Users can access Seedance 1.5 Pro on Doubao under "Video Generation" or "Animate Photos." On Jiemeng, the "Generate Video" function utilizes the 3.5 Pro model, which is based on Seedance 1.5 Pro's underlying technology. This version supports text-to-image generation, single reference inputs, and first/last frame controls. Volcengine Ark also offers an experience with Peking Opera and famous painting styles, with an API for the model currently available for reservation.

Key Capabilities of Seedance 1.5 Pro

The model's core features include sophisticated audio-visual synchronization in complex scenes, the ability to generate content in various Chinese dialects, and enhanced emotional expressiveness.

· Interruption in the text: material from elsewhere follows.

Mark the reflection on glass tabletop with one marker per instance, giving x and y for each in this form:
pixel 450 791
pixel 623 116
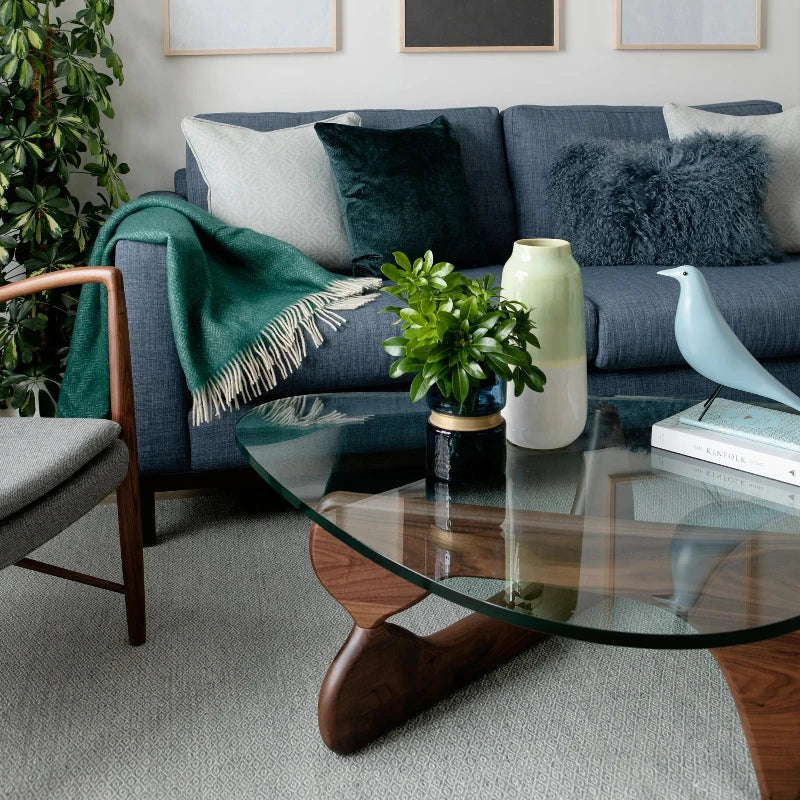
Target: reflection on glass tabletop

Testing of audio-visual synchronization demonstrated precise lip-syncing in scenarios ranging from a monkey rapping in a studio to multi-person dialogues. For instance, a prompt for a rapping monkey produced accurate lip movements, though the rap rhythm was noted as an area for potential improvement. The model also successfully assigned dialogue lines to specific characters in multi-person scenes, although it misinterpreted a request for "canned laughter" by generating actual cans.

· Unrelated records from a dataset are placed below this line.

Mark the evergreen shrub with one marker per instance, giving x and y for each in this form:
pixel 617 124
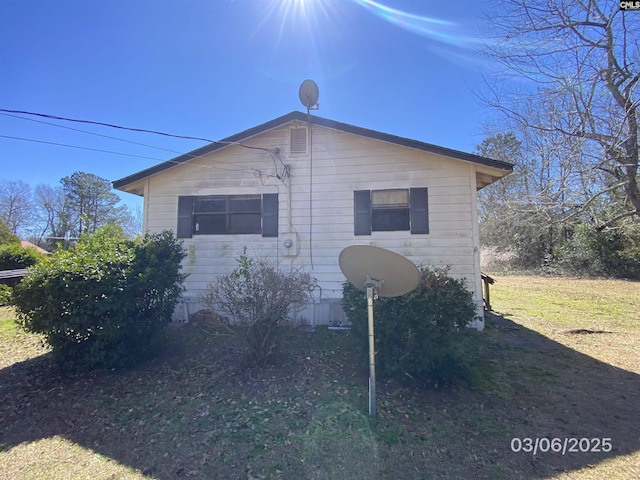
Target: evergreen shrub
pixel 105 302
pixel 419 337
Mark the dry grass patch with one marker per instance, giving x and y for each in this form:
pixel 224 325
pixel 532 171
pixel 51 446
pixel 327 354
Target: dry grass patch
pixel 566 310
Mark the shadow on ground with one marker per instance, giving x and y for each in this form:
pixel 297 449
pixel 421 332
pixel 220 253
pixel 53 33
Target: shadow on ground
pixel 178 416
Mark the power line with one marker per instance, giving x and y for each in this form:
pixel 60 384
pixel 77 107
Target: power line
pixel 110 125
pixel 89 133
pixel 219 167
pixel 79 147
pixel 272 153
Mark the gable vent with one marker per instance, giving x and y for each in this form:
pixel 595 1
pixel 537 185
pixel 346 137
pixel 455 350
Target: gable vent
pixel 298 141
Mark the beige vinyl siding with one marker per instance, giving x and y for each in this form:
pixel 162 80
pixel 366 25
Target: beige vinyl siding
pixel 342 163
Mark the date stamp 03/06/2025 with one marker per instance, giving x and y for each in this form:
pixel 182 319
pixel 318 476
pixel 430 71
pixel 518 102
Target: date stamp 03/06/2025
pixel 563 446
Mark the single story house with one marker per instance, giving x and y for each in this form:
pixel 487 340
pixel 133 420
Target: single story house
pixel 300 188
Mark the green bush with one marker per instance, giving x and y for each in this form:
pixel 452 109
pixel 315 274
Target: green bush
pixel 253 303
pixel 419 336
pixel 104 302
pixel 14 256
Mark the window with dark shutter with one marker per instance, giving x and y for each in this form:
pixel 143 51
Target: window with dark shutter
pixel 391 210
pixel 228 215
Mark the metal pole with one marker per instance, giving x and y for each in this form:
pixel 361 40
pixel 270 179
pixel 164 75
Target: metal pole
pixel 372 354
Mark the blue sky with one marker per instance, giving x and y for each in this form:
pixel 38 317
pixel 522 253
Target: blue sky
pixel 216 67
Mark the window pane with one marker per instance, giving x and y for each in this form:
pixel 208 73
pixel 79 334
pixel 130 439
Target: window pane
pixel 210 224
pixel 386 219
pixel 245 223
pixel 390 198
pixel 245 203
pixel 210 204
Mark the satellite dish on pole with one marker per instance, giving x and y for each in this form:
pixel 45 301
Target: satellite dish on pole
pixel 378 272
pixel 309 94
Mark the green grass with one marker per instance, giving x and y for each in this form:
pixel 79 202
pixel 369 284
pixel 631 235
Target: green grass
pixel 193 413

Seedance 1.5 Pro supports multi-shot audio-visual synchronization and can generate videos up to 12 seconds in length. This allows for the creation of short advertisements or storyboards using reference images and text. An example involved generating a 12-second plot featuring characters Rick and Morty, which accurately matched dialogue, sound effects, camera cuts, and movements.

The model's Chinese and dialect capabilities are a significant highlight. It supports multiple languages including English, Japanese, Korean, and Spanish. However, its proficiency in Chinese dialects, such as Cantonese, Sichuanese, Shanghainese, Northeastern dialect, and Taiwanese accent, is particularly strong. The model can generate conversations where characters speak in their respective dialects or switch between them. To achieve specific language or dialect outputs, users must provide prompts in the target language.

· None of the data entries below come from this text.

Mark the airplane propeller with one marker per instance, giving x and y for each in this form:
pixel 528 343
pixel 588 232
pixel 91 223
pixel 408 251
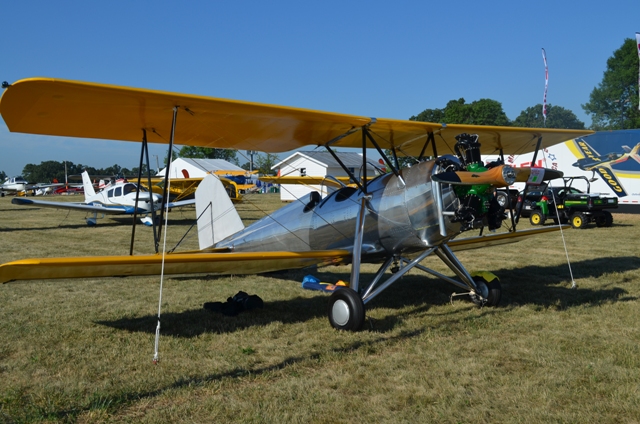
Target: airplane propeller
pixel 503 175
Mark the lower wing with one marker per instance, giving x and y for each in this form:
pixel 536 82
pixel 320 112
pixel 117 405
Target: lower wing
pixel 174 263
pixel 211 261
pixel 87 207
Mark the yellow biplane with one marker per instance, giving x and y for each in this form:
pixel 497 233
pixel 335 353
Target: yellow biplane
pixel 397 219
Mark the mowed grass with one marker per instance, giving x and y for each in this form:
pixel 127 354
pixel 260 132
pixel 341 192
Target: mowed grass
pixel 82 350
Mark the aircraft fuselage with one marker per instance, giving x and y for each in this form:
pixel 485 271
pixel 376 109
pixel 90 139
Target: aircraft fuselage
pixel 401 217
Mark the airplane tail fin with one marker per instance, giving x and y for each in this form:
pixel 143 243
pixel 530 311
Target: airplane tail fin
pixel 88 185
pixel 217 217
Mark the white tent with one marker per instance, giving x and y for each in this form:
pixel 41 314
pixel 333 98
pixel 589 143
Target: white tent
pixel 317 164
pixel 198 168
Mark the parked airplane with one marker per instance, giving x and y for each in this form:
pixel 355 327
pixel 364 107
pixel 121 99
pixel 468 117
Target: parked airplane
pixel 15 185
pixel 115 199
pixel 397 219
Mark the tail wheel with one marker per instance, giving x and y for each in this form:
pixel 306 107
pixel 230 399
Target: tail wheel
pixel 503 199
pixel 537 218
pixel 489 292
pixel 346 310
pixel 578 220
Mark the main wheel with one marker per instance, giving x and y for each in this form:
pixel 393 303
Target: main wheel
pixel 346 310
pixel 490 292
pixel 578 220
pixel 537 218
pixel 608 219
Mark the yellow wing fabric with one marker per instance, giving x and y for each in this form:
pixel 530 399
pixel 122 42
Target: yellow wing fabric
pixel 174 264
pixel 89 110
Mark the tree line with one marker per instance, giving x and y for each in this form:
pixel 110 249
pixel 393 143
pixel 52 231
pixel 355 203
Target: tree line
pixel 612 105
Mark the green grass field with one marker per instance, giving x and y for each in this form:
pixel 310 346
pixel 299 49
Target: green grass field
pixel 82 350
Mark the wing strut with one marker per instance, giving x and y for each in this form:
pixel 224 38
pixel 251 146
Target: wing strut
pixel 357 243
pixel 144 152
pixel 430 139
pixel 526 186
pixel 165 189
pixel 391 166
pixel 353 177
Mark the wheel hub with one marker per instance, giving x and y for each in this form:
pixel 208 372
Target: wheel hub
pixel 340 312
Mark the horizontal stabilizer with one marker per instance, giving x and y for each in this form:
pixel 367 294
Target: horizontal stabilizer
pixel 497 239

Seedance 1.5 Pro also exhibits improved emotional expressiveness. By specifying different contexts, the model can deliver varied emotional tones for the same dialogue line. This includes subtle details like trembling mouth corners, forced smiles, and changes in vocal tone, contributing to an immersive experience. The model can generate suitable performances based solely on sentence content, integrating emotional nuances into background music, sound effects, and camera movements. An example of a first-person fighter jet driving clip demonstrated how these elements combine to create a rich, immersive video.

Volcengine also mentioned a forthcoming "draft samples" feature, which will provide lower-resolution drafts for user confirmation before generating high-definition final products. This aims to reduce iterations and improve efficiency in the video creation process.

The Seedance 1.5 Pro update is positioned to enhance the industrialization of AI video by enabling the generation of advertising-level or even film-level content that integrates images, dialogue, sound effects, rhythm, and emotion. This development is expected to influence future creative methods and concepts in AI video production, incorporating sound as a key consideration alongside visuals.